Of course, her delusion is ridiculous for a multitude of reasons: to begin with, it’s obviously a constructed film not a documentary, so even if the events were real how would you know they recreated the exact burial spot in their movie version? Secondly, why would they have done that and then left the actual money where it was? Thirdly, the money was supposedly buried in 1987 - surely someone else would have come up with a similar idea in the intervening fifteen years and found the money already, wouldn’t they? Fourthly, he only buried it in the snow. Snow melts. How could anyone believe this? The film opens with Kumiko following another of her intricately made hand embroidered maps that results in her finding the fateful tape as if she alone had been handed some kind of divine revelation. Accordingly, she pours all of her energy into divining its holy secrets. Hers is a literal leap of faith - she simply believes in it even though we ‘know’ it’s absurd.

What would make someone cling on to this kind of bizarre idea as their only true hope of salvation? We’re never given very much backstory, but it seems that somewhere along the way Kumiko’s life diverged from the one she wanted to live and ever since then she’s been treading water. Her mother rings her periodically to try and convince her to move back home ‘until she gets married’ whilst asking all sorts of questions about her love life and career that Kumiko would rather not answer. At work she’s the odd one out in the office as generally young women either decide to leave and get married or pursue a more demanding career long before Kumiko’s almost ancient 29. She keeps herself apart from her colleagues and barely speaks to them which is fine because they think of her as a creepy old lady anyway. She does eventually agree to meet an old school friend for coffee but bolts once left alone in a cafe with her friend’s five year-old daughter. It’s almost as if Kumiko herself feels she’s failed and is too ashamed to interact with other people. Faced with her friend’s successful home life with a healthy young daughter compared to Kumiko’s own dreary, lonely existence it’s not difficult to see how loneliness and frustrated desperation could lead to a state of psychosis. If she can just prove it; show everyone she has a destiny - something she alone is supposed to do, then they’d all see.

Once she reaches America things begin to take a darker turn. Dressed only in her usual blue dress and little red hoodie, she’s like Red Riding Hood stepping off alone into the woods. She hasn’t brought winter clothes, cash or even made a proper plan of how to actually get to Fargo. She meets some nice people along the way - a lonely old lady who means well but has almost kidnapped the poor girl and keeps trying to thrust James Clavell’s Shogun at her, and a truly decent policeman who can see there’s something wrong but is prevented from helping by the impenetrable language barrier. Every time it seems as if there might be a better way out of this the door is cruelly slammed in Kumiko’s face and left entirely alone in a strange land there really is nothing else for her to do than trudge on in hope of finding her treasure. Kumiko could so easily have been a series of crazy lady tics and quirks but thanks to Kikuchi’s extremely nuanced performance the infinite sadness of her story is completely laid bare.

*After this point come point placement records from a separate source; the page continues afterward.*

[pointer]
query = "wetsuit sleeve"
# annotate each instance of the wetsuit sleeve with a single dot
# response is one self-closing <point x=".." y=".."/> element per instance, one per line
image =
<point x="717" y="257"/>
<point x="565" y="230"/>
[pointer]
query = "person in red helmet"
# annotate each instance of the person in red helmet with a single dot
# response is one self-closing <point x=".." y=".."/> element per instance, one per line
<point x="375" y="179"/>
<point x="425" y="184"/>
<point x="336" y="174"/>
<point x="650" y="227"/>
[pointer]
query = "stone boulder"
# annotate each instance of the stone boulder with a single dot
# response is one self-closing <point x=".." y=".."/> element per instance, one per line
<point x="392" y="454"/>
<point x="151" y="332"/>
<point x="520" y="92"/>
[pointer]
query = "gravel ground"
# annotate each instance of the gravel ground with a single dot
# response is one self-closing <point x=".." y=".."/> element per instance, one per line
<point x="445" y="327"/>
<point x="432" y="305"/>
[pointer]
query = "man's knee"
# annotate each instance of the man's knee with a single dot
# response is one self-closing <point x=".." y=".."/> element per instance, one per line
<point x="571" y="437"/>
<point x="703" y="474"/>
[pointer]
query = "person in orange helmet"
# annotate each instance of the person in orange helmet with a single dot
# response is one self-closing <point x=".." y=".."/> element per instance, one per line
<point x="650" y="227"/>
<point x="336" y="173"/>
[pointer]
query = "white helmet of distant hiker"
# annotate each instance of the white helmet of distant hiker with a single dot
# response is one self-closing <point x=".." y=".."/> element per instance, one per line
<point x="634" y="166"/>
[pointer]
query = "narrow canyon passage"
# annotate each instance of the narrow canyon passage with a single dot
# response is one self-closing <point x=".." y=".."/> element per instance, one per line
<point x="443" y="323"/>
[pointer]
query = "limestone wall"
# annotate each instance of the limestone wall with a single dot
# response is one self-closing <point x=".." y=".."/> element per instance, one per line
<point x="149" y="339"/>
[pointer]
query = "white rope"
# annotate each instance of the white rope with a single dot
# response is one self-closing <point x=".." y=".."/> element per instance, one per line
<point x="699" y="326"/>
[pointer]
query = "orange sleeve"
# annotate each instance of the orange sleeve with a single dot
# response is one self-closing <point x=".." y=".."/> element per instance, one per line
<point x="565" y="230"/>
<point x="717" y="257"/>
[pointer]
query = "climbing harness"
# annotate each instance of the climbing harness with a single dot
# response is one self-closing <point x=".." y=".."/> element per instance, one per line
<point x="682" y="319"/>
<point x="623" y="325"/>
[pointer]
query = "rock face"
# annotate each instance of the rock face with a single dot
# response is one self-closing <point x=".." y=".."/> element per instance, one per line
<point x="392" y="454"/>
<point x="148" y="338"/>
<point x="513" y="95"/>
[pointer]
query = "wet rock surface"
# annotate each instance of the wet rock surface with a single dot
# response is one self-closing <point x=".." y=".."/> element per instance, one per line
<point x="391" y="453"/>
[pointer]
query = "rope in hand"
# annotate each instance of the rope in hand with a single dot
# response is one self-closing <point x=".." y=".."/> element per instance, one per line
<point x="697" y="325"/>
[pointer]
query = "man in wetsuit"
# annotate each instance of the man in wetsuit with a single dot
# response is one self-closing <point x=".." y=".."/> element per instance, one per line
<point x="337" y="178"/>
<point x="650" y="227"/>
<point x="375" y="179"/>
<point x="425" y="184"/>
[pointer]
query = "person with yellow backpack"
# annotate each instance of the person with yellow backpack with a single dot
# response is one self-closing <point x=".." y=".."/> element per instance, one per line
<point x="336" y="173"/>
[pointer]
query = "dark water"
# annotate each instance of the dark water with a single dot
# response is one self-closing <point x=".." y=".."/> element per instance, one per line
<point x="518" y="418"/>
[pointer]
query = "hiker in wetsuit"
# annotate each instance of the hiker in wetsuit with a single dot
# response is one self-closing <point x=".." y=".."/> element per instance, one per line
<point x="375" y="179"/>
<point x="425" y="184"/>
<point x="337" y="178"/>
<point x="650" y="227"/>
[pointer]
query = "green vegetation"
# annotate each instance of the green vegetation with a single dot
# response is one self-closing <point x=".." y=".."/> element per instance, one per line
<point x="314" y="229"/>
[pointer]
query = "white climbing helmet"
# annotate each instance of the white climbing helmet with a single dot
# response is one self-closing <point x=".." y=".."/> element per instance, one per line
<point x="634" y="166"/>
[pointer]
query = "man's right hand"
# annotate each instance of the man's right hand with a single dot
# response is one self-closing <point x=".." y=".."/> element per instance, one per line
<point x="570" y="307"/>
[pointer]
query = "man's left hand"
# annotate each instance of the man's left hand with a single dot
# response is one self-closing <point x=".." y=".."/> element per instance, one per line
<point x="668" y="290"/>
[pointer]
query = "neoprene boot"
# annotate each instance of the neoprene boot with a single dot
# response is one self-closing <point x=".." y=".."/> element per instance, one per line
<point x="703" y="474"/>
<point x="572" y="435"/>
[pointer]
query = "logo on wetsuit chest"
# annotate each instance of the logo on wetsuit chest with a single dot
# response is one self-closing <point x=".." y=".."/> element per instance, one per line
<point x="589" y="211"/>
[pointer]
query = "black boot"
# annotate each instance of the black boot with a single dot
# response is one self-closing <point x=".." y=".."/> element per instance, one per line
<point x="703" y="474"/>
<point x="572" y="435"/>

All this happened, more or less - mostly less in this case, but there is truth in this story. The world is full of lonely people whose minds have turned in on themselves through having nowhere left to run. Kumiko the Treasure Hunter is an existential tragedy that nevertheless is shot through with enough charm and whimsy to make its often unpalatable message easy to digest. A strange fairytale for adults, Kumiko’s story is heartbreakingly bleak but it’s also immensely beautiful.

Kumiko The Treasure Hunter was Screened at Sundance London from 25-27th April 2014.

8
A beautiful fairy tale for adults, Kumiko the Treasure Hunter is undoubtedly a sad story but is infinitely richer for it.